Al pratend met jongeren over mediagebruik voel je je dan ineens ‘oud’. Tegenwoordig hoor je twintigers en dertigers al dingen zeggen als: “Vroeger speelden we tenminste nog gewoon buiten en bouwden we hutten, tegenwoordig zitten die kinderen alleen nog maar achter een scherm”.
Deze verschillen in opvatting maken dat het soms lastig communiceren is met jongeren wiens beleving en sociale omgeving voor een groot gedeelte digitaal ingevuld wordt. Om deze reden is het belangrijk om als volwassene te allen tijde bewust te zijn van de ontwikkelingstaken die een adolescent heeft en deze voor ogen te houden. Want, zoals Valkenburg (2014) zegt, er is uiteindelijk tot op heden geen bewijs gevonden dat mediagebruik slecht is voor een kind of jongere, maar uit onderzoek blijkt wel dat media die niet past bij het ontwikkelingsniveau een slechte invloed kan hebben.

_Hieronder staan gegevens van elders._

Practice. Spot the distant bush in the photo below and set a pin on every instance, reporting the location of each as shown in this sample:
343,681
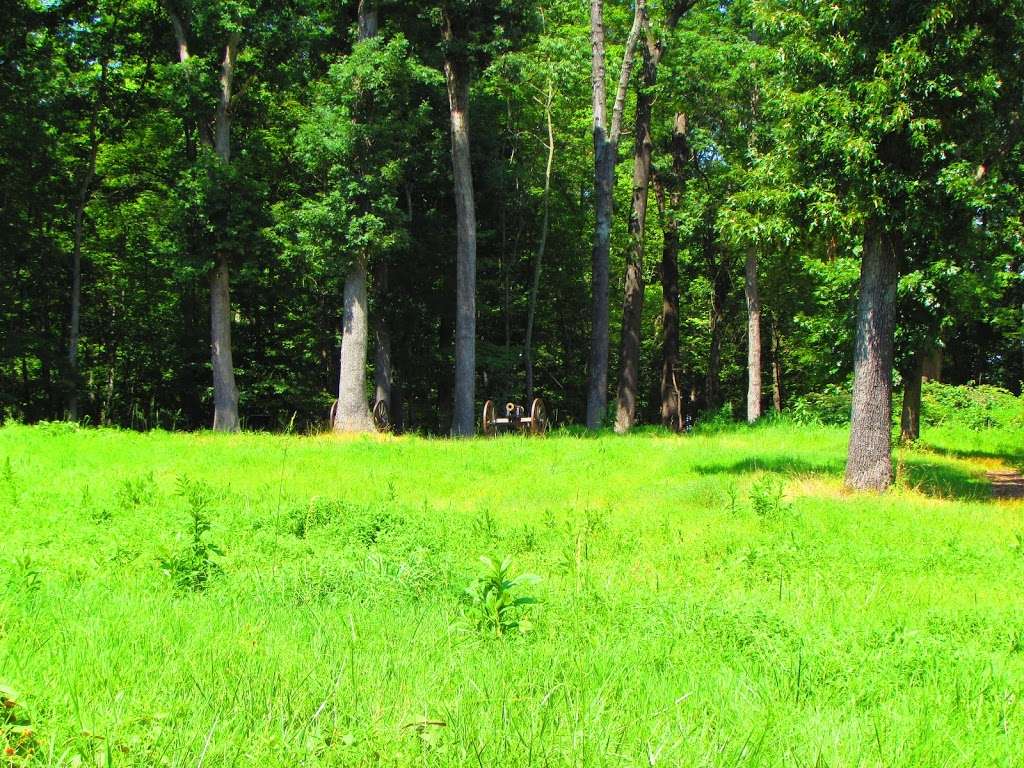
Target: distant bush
980,407
828,407
973,407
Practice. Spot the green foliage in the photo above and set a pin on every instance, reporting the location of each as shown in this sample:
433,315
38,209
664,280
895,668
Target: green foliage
973,407
828,407
496,604
767,496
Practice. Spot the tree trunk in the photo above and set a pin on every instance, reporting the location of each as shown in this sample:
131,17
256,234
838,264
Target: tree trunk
535,287
720,288
868,464
629,380
776,367
753,337
932,364
225,393
463,420
910,419
353,414
605,157
383,370
673,408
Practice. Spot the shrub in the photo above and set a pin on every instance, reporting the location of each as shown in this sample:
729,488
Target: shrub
495,607
981,407
828,407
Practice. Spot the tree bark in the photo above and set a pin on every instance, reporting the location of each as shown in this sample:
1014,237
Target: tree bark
629,380
605,157
225,392
352,414
383,369
720,289
910,418
753,337
535,287
673,408
75,321
776,367
457,78
868,464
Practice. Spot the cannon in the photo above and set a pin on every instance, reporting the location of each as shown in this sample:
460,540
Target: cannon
515,419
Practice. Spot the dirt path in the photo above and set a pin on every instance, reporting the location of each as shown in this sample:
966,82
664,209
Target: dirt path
1007,484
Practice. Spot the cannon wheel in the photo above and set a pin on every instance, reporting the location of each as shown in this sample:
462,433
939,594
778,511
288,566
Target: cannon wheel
487,420
382,417
539,422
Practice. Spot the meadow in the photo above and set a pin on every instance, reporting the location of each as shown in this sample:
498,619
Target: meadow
713,599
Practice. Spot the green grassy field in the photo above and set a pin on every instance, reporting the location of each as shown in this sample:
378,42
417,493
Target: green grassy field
708,600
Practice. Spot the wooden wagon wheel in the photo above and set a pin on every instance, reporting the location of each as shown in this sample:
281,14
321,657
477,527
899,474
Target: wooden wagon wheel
487,425
382,417
539,422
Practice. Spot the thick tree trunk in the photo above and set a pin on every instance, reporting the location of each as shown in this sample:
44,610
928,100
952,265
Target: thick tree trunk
753,337
463,420
605,157
225,393
932,364
629,379
76,312
720,288
383,369
535,287
673,408
910,418
352,413
868,464
776,367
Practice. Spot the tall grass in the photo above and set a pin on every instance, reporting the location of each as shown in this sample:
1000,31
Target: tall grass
707,600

Dit hoofdstuk gaat verder in op de ontwikkelingstaken van een adolescent en hoe deze van invloed zijn op media en visa versa. Daarnaast komen verder de onderwerpen 'mogelijkheden en moeilijkheden voor ASS'ers' aan bod. Deze onderwerpen zijn allen in het licht van de ontwikkelingsfase van de adolescent geschreven, met het oog op de doelgroep ‘jongeren tussen de 12 en 18 jaar’. Voor jongeren met ASS zijn geregeld extra stukjes toegevoegd.
Wat spreekt jongeren aan op het gebied van media?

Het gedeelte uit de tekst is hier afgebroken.